- Еще минуточку, уважаемый! Может, вы располагаете сведениями, способными пролить свет на...
- Нет, не располагаю, - ответил мальчик и, просверлив надоедливого чужака неприязненным взглядом, направился в сторону речки.
Смирнов вспомнил виденные им детективные кино- и телефильмы, достал визитку (они с Марьей Ивановной сделали их во время прогулки по бульварам) и, догнав мальчика, вручил ее со словами:
- Если вы случайно вспомните что-нибудь важное, позвоните, пожалуйста, по этому номеру.
Мальчик, мгновенно посерьезнев (видимо, детективные фильмы смотрел и он), начал читать вслух:
- Частное детективное агентство "Дважды два". Смирнов Евгений Ильич, пи эйч ди.
- А что такое пи эйч ди? - спросил мальчик силясь оторвать глаза от золотого теснения (Марья Ивановна не поскупилась).
- По-английски это значит доктор философии.
- А по-русски?
- Кандидат наук, - бросил Смирнов, стараясь не покраснеть.

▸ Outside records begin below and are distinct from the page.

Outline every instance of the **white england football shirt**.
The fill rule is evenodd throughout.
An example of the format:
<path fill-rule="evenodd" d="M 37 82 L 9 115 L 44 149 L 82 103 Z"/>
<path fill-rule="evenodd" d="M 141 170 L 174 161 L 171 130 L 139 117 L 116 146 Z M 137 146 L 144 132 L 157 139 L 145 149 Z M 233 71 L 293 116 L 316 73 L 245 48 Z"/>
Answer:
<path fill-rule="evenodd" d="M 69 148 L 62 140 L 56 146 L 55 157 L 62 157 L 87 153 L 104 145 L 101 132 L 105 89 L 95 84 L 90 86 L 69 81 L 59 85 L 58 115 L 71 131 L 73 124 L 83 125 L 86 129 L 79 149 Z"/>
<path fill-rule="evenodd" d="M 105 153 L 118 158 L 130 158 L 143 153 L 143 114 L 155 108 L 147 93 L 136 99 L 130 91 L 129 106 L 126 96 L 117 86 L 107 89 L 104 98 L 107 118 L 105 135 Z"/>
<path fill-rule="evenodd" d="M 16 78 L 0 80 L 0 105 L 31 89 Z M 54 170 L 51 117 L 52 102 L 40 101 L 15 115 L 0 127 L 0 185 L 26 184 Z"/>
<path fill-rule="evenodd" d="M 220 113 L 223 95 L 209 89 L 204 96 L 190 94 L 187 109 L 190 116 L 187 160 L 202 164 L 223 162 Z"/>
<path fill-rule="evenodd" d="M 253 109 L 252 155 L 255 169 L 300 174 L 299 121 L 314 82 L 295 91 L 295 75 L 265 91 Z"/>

- А-а... - протянул мальчик, и, небрежно сунув визитку в боковой карман штанов, продолжил свой путь.
- А как тебя зовут? - спросил вслед Евгений Ильич.
- Петя! - сказал мальчик, обернувшись.
7.
Из доски забора действительно торчал гвоздь. Смирнов, озабоченный возможностью наткнуться на сумасшедшего с кафрским копьем в черной мускулистой руке, забыл о предостережении и порвал об него рукав рубашки. Это был недобрый знак.
В летнее жилище Регины ему удалось попасть без проблем - заржавевший от бездействия ключ действительно нашелся под половицей. Войдя и закрыв за собой дверь на засов, Смирнов прошел на кухню. В бревенчатом доме было холодно, как в погребе, и ему захотелось согреться.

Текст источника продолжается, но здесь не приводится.